Docosahexaenoic acid selectively attenuates induction of vascular cell adhesion molecule-1 and subsequent monocytic cell adhesion to human endothelial cells stimulated by tumor necrosis factor-alpha.

Abstract

Incorporation of the n-3 polyunsaturated fatty acid docosahexaenoic acid (DHA) but not eicosapentaenoic acid or n-6 arachidonic acid into human umbilical vein endothelial cell (HUVEC) phospholipids dose-dependently reduced tumor necrosis factor-alpha (TNF-alpha)-induced surface expression of vascular cell adhesion molecule-1 (VCAM-1). In parallel, DHA inhibited TNF-alpha-stimulated monocytic U937 cell adhesion to HUVECs but did not affect TNF-alpha- or interferon gamma-induced expression of intercellular adhesion molecule-1 and endothelial leukocyte adhesion molecule-1 or VCAM-1 induction by interleukin-1 beta. DHA appeared to attenuate VCAM-1 transcription, as it reduced induction of VCAM-1 mRNA by TNF-alpha.

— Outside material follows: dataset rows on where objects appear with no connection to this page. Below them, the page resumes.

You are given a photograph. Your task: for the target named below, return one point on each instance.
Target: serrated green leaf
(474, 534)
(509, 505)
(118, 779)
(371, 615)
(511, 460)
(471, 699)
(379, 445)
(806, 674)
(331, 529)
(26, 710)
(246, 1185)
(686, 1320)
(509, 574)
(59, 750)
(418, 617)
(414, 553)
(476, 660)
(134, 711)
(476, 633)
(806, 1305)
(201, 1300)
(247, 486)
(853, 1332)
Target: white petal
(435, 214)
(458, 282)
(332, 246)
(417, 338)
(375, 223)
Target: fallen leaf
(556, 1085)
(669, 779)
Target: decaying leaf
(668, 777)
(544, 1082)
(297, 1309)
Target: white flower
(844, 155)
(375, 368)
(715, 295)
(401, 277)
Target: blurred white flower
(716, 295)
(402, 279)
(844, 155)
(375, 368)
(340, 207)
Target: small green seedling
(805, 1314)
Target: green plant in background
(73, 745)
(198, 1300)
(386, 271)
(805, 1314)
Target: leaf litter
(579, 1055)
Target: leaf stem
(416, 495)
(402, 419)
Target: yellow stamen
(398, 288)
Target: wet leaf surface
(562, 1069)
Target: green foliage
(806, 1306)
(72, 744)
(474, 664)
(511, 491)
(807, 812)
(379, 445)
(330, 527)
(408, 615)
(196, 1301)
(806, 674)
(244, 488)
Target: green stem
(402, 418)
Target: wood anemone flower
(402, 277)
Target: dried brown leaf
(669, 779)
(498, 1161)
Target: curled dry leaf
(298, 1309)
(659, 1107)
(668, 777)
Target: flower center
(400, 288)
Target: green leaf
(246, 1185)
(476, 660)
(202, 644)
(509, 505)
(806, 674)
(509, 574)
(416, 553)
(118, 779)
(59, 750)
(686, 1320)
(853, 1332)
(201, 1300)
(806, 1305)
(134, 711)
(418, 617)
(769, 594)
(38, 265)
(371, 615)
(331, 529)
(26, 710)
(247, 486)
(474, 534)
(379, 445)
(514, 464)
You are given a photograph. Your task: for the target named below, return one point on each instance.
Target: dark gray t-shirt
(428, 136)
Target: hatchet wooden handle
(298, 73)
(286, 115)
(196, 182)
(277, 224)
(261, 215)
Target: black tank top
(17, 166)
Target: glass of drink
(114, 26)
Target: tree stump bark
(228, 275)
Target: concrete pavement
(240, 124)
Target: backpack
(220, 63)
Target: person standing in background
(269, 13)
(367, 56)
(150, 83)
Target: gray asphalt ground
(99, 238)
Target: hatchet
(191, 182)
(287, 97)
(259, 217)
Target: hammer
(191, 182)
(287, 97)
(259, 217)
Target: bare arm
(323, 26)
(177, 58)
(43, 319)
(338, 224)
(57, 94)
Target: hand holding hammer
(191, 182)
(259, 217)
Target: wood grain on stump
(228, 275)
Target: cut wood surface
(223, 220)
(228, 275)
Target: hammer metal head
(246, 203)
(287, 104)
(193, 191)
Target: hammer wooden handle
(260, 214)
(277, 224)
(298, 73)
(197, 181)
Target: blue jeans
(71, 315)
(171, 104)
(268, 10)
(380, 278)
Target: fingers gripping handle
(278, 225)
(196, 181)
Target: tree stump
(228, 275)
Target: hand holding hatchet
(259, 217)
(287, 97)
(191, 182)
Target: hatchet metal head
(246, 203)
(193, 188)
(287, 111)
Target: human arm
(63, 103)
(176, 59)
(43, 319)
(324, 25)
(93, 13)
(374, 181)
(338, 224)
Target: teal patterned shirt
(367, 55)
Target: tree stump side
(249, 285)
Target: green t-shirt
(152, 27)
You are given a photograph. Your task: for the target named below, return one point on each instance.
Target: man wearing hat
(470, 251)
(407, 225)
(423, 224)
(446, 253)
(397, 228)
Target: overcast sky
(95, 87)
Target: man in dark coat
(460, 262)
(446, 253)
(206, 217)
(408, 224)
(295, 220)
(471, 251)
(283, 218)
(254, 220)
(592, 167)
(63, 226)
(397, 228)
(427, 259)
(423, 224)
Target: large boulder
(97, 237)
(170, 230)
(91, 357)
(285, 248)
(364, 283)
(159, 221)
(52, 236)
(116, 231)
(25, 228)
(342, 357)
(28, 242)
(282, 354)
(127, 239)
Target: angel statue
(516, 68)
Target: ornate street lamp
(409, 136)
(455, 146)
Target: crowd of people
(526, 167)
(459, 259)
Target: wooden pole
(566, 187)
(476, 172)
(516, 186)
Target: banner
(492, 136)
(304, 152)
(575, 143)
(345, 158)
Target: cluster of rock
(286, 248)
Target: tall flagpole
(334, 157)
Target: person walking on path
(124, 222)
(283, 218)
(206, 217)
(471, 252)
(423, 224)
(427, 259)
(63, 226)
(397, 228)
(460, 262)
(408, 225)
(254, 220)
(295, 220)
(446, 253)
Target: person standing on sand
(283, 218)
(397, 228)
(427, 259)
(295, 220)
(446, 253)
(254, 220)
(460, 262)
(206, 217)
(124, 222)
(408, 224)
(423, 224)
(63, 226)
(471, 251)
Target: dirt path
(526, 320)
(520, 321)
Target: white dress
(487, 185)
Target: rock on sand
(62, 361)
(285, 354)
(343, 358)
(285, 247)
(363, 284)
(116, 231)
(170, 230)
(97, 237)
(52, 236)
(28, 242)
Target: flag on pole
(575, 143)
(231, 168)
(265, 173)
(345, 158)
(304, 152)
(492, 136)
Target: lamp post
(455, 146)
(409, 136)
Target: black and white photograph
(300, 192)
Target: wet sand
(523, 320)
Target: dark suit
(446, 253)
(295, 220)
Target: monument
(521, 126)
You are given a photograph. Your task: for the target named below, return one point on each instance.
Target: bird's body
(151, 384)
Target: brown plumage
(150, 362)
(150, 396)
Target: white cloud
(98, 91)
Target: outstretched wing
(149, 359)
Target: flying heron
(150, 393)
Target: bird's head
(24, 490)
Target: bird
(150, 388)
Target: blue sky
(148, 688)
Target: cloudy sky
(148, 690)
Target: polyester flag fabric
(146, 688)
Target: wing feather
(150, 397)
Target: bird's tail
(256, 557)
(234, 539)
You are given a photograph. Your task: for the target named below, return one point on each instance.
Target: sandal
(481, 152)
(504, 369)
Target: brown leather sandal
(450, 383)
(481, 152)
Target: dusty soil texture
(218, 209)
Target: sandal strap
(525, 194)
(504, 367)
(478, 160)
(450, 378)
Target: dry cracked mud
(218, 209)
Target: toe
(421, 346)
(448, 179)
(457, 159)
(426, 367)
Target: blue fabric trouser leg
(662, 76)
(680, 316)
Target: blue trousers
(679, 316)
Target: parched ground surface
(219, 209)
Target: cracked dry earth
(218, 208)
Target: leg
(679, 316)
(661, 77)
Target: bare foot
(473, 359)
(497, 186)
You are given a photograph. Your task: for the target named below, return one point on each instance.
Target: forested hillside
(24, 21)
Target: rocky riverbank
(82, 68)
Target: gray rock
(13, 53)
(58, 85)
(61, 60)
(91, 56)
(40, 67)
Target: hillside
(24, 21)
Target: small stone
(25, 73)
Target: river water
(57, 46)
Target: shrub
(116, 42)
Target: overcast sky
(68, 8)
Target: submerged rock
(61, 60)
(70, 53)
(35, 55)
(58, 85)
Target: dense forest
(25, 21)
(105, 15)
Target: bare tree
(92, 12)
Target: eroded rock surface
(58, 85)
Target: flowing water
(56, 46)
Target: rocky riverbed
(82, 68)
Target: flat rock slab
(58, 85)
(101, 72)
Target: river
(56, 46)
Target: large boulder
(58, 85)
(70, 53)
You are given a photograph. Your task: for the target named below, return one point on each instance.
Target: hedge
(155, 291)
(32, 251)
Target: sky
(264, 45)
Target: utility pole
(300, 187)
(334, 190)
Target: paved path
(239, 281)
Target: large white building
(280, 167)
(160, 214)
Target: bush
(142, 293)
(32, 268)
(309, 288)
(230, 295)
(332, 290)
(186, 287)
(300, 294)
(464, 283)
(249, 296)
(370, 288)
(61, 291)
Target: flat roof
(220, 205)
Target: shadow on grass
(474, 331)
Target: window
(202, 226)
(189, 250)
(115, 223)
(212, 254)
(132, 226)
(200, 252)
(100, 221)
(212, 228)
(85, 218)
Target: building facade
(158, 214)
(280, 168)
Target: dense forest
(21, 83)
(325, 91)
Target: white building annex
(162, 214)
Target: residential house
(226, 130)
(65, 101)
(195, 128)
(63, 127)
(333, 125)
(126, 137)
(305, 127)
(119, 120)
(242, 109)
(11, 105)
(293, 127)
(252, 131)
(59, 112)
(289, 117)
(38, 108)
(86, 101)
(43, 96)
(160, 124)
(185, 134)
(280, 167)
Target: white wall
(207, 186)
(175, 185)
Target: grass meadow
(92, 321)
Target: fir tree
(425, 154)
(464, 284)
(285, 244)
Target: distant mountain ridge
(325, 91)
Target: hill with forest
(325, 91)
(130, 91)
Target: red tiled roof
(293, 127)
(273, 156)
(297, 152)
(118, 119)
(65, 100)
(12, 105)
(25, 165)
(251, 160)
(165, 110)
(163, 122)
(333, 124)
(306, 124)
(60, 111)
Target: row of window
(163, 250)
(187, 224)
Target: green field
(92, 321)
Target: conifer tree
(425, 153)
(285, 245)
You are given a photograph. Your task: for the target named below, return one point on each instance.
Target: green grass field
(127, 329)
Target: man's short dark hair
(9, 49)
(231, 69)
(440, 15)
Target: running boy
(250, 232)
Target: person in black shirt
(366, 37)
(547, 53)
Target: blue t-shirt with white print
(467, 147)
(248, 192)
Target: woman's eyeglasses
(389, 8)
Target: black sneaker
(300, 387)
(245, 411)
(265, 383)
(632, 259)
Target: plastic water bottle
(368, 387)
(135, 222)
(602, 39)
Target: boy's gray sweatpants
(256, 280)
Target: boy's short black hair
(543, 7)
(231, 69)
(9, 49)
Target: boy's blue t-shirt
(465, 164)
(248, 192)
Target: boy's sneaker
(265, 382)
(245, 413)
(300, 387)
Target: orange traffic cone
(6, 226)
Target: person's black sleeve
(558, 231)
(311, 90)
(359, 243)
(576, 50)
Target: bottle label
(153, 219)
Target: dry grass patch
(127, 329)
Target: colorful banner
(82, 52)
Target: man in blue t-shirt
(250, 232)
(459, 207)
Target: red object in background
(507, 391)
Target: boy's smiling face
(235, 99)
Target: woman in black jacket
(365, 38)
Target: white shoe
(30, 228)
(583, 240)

VCAM-1 induction is regulated by activation of nuclear factor-kappa B, which can be mediated by a TNF-alpha-responsive phosphatidylcholine-specific phospholipase C (PC-PLC). Gel-shift analysis showed inhibition of TNF-alpha-induced nuclear factor-kappa B mobilization by DHA. While the PC-PLC inhibitor D609 dose-dependently prevented VCAM-1 induction by TNF-alpha, 1,2-diacyl-glycerol (DAG) stimulated VCAM-1 expression, suggesting that VCAM-1 induction by TNF-alpha may be mediated by activation of PC-PLC. Treatment with DHA resulted in a fourfold enrichment in PC. In addition, DHA or D609 but not eicosapentaenoic acid or arachidonic acid suppressed activation of PC-PLC by TNF-alpha, estimated as [14C]DAG synthesis in prelabeled HUVECs. Incorporation of DHA into phospholipids selectively attenuates VCAM-1 induction by TNF-alpha and subsequent monocytic cell adhesion by inhibition of TNF-alpha-stimulated PC-PLC activation in HUVECs.